I thought we were done with this...

I was at my friend’s house working on a project for school. It was getting late so her mum made us dinner. At the table, my friend’s dad was ordering her mum around and asking for things to be brought to him. Now, it was all in good fun, but it still bugged me a little bit because it reminded me of the times that Betty Friedan discusses in “Feminine Mystique.” And then, to make matters worse, my friend’s mum started talking about how she just lost her job. While we were eating, she started complaining about her lack of employment. Then she concluded that now that she is unemployed she MUST resume the housewife roll. She proceeded to name off a laundry list of chores for her to do the next day: clean kitchen floor, wash clothes, scrub walls, clean kids’ rooms, etc.

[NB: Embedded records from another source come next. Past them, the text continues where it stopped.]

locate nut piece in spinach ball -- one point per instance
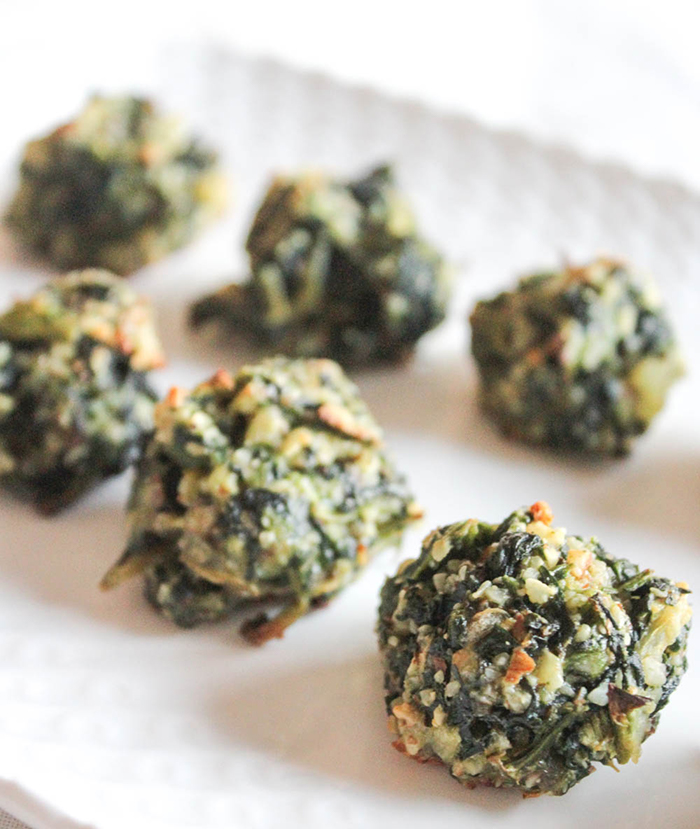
(519, 655)
(74, 398)
(270, 486)
(579, 359)
(338, 270)
(120, 186)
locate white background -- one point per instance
(619, 79)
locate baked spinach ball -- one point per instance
(579, 359)
(269, 486)
(120, 186)
(518, 655)
(338, 270)
(74, 394)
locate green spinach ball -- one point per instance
(519, 655)
(74, 393)
(579, 359)
(338, 270)
(272, 487)
(118, 187)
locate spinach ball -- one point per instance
(519, 655)
(271, 486)
(74, 393)
(579, 359)
(338, 270)
(118, 187)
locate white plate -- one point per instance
(113, 718)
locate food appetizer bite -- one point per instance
(338, 270)
(578, 359)
(120, 186)
(518, 655)
(74, 394)
(269, 486)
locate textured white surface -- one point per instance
(113, 718)
(616, 79)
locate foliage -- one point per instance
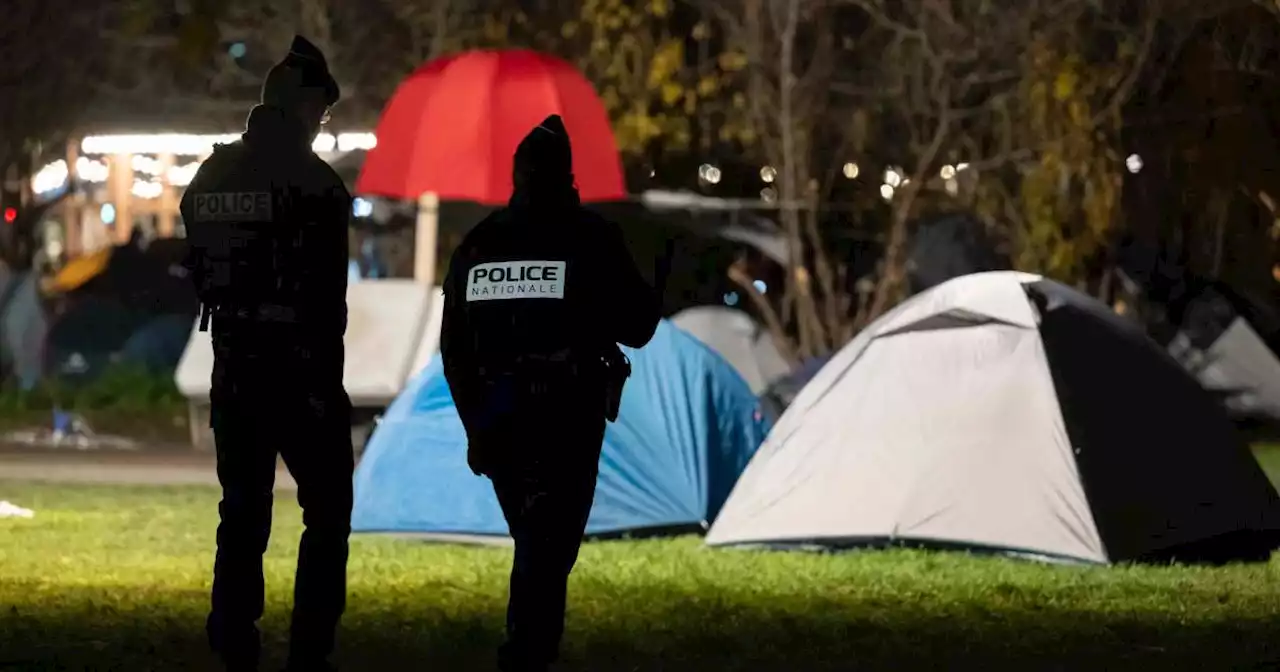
(654, 64)
(1069, 196)
(120, 389)
(119, 576)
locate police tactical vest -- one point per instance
(247, 229)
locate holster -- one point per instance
(617, 370)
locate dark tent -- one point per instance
(950, 246)
(782, 392)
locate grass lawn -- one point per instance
(110, 577)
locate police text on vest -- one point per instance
(516, 279)
(233, 206)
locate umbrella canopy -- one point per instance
(452, 128)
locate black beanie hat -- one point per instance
(545, 151)
(304, 67)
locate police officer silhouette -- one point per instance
(266, 223)
(536, 298)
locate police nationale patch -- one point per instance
(233, 206)
(516, 279)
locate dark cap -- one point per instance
(545, 151)
(304, 67)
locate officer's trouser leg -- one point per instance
(246, 470)
(547, 516)
(321, 461)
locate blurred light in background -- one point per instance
(193, 145)
(50, 178)
(708, 173)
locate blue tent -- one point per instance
(688, 426)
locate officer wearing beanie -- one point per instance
(266, 225)
(536, 300)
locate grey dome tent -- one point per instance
(739, 339)
(1008, 414)
(1223, 348)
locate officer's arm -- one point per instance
(456, 343)
(195, 259)
(631, 307)
(338, 248)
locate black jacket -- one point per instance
(539, 284)
(266, 223)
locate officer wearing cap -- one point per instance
(266, 225)
(536, 300)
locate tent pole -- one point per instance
(424, 238)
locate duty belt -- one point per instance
(260, 312)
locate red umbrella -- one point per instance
(453, 124)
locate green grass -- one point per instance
(115, 579)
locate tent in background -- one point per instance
(1006, 412)
(1221, 347)
(740, 339)
(688, 426)
(23, 328)
(782, 392)
(949, 246)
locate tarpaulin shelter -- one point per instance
(453, 124)
(740, 339)
(686, 429)
(1006, 412)
(120, 305)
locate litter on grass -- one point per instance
(8, 510)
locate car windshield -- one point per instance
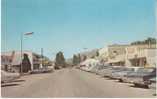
(145, 70)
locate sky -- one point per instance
(72, 25)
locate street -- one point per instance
(71, 82)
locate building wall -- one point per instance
(141, 55)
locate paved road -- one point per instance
(71, 83)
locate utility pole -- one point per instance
(41, 57)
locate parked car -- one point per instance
(152, 84)
(7, 76)
(96, 68)
(103, 70)
(109, 72)
(41, 70)
(120, 75)
(142, 76)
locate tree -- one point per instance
(60, 60)
(84, 57)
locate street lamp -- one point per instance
(27, 33)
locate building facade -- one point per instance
(11, 61)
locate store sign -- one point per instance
(130, 50)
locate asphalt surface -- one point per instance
(71, 83)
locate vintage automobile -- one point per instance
(142, 76)
(120, 75)
(103, 70)
(7, 76)
(152, 84)
(109, 72)
(41, 70)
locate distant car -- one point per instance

Does this sound familiar? If you have read the Feminine Mystique then you know what I am talking about. If not, then I will explain to you that the matter at hand is one of 20th century thinking. It’s the concept that women used to believe that all they were good for was house work, being a housewife, and a stay at home mom. Women had no identity in those days because they would only be able to relate to the household world (the “domestic sphere”) and were, in turn, cut off from the outside realms of reality. They were essentially brainwashed by the popular Housekeeping magazines of those days – convinced that their only purpose in life was to serve their husband and children. They were slaves to their own lives, loves, families and own gender. Does this seem fair? NO!

Why was it that Pre-Friedan, anyone with a vagina was socially forced to be trapped in a house wearing an apron and heels the whole day in order to maintain a “proper image”? Thanks to Betty Friedan, a beloved founder of our modern movement, we have been able to branch out past these horrid confinements.

To be a woman is to be strong, independent, loving, powerful, and capable of doing what others can’t. We are born with a motherly instinct, with a heart, with a mind set for living life for happiness. And so, we march on and persevere through the rough patches of weeds that stand in the way of beautiful meadows.

Houses are for families to live in, love in, and laugh in. Not for women to be confined in, to clean in, and to cook in.